DATA Step, Macro, Functions and more

How to use Proc SQL to merge data

Reply
Regular Learner
Posts: 1

How to use Proc SQL to merge data

[ Edited ]

Hi All,

 

I would like use "proc sql" in SAS to merge two Excel documents data

 

First, I import data from Excel to SAS

Two names in SAS are Ipo & Calendar.

 

Then, I hope to merge according to

Ipo - Date I & CalendarDate L  

(Document Name - Variable)

 

I code as below:

But it doesn't work

 

proc sql;
create table merge1
as select * from Ipo, Calendar
where Ipo. Date I= Calendar. Date L
order by Date I;
quit;

 

 

Besides, In Ipo document's variable, there are two or more same Date-I variables,

I hope to merge and keep all of it in "merge1".

 

For example:

 

In Ipo document:

 

Date I         xx,  xx,         xxxxxxx

2005/3/22,  4,  -6.54%,  .................................

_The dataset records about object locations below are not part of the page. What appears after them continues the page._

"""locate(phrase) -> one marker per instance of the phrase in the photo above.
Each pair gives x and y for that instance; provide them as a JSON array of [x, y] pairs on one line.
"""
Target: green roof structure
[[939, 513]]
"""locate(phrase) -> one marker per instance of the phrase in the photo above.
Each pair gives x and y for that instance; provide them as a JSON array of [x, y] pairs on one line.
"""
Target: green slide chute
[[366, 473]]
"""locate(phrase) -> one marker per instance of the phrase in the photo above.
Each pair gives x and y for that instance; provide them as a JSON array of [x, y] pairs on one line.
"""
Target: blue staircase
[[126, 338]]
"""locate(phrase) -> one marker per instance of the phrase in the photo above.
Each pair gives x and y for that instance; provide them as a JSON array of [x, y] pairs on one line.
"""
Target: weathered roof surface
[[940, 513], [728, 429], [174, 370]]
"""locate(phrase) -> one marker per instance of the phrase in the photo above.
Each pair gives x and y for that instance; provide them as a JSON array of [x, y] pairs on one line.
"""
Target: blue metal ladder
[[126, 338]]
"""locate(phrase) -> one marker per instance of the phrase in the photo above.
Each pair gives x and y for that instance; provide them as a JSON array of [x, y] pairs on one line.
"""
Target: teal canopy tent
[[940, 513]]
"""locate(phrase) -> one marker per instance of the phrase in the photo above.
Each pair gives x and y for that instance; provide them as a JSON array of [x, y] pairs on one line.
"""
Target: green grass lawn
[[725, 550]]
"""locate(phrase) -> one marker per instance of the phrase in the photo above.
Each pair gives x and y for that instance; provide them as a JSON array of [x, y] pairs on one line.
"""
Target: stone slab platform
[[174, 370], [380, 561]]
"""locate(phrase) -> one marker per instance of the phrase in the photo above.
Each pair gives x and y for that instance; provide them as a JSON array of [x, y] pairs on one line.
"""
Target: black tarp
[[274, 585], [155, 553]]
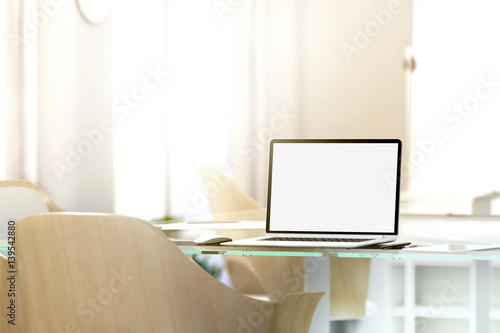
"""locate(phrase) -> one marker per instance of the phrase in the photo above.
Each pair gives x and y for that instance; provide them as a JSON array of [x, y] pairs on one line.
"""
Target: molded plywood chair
[[18, 198], [349, 278], [108, 273], [255, 275]]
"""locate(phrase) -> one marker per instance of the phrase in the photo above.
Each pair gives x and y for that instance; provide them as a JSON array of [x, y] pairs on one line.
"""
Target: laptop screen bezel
[[341, 141]]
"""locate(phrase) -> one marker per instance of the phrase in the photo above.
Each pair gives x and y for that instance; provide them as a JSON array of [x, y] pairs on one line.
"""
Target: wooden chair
[[349, 278], [18, 198], [109, 273]]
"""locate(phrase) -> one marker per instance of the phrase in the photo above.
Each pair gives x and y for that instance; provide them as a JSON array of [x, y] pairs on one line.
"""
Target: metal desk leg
[[480, 296], [317, 278]]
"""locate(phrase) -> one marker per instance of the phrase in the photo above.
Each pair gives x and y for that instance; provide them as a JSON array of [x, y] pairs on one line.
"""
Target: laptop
[[337, 193]]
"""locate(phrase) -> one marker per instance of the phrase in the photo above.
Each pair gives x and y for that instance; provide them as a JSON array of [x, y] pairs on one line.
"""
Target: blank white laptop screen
[[334, 187]]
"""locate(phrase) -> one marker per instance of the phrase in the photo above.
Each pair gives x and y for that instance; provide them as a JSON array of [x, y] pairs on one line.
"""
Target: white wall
[[331, 80], [75, 95]]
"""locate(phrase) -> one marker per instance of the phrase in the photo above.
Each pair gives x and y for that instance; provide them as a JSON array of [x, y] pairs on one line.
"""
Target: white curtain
[[118, 116]]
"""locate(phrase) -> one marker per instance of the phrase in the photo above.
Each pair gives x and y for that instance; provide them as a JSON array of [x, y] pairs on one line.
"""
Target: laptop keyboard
[[315, 239]]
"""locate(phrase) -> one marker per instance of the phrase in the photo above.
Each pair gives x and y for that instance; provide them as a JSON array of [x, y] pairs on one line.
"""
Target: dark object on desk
[[394, 246], [211, 240]]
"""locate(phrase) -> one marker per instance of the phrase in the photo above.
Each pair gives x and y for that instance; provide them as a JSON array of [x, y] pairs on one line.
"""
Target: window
[[456, 98]]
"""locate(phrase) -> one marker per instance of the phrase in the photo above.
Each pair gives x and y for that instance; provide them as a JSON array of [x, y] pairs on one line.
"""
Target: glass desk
[[317, 267]]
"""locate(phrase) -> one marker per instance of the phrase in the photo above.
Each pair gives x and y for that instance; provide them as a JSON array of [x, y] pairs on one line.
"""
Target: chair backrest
[[18, 198], [223, 193], [108, 273], [249, 275]]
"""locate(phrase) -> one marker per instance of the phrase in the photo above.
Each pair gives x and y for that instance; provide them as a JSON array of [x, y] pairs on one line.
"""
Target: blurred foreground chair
[[349, 278], [18, 198], [109, 273]]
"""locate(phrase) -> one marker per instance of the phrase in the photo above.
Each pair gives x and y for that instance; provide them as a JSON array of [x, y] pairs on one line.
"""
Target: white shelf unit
[[441, 295]]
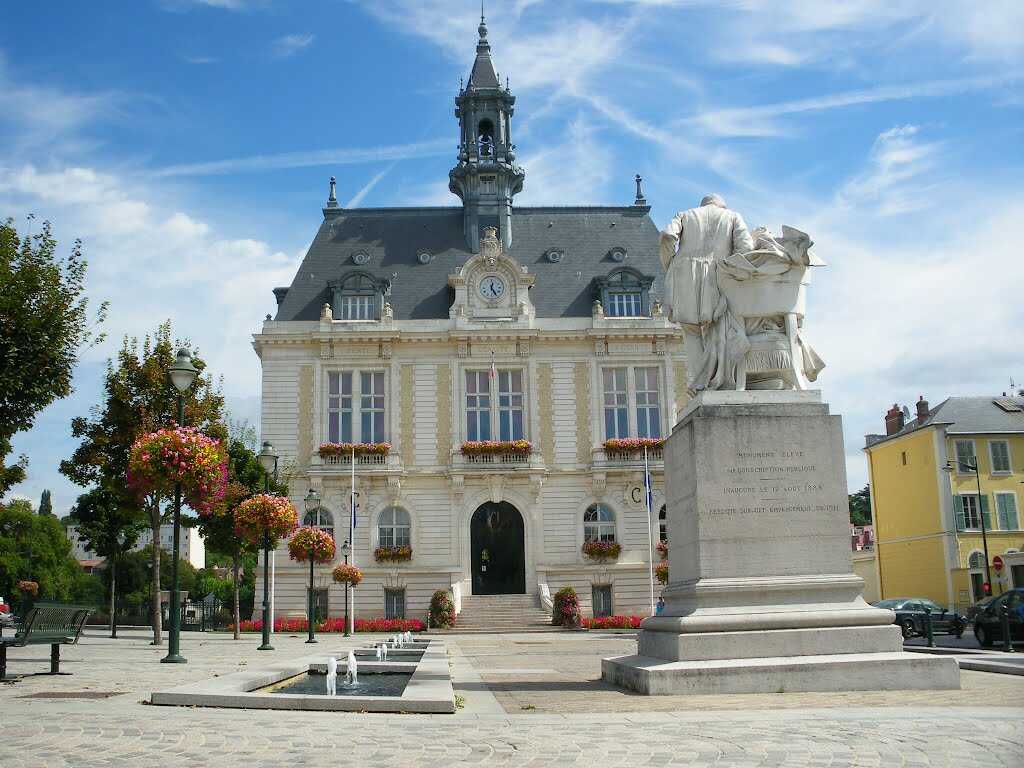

2005/3/22,  5,  -23.71%, ................................

2005/3/22,  6,  -5.71%, ..............................

 

 

In Calendar document:

 

Date L       xx, xx, xxxxxx 

2005/3/22, 1, 1, 1, ....................

 

 

Hope to In merge1,

 

Date I           xx, xx, xxxxxx                       xx, xx, xxxxxx

2005/3/22,  4,  -6.54%, ..........................   1, 1, 1, ....................

2005/3/22,  5,  -23.71%, .......................... 1, 1, 1, ....................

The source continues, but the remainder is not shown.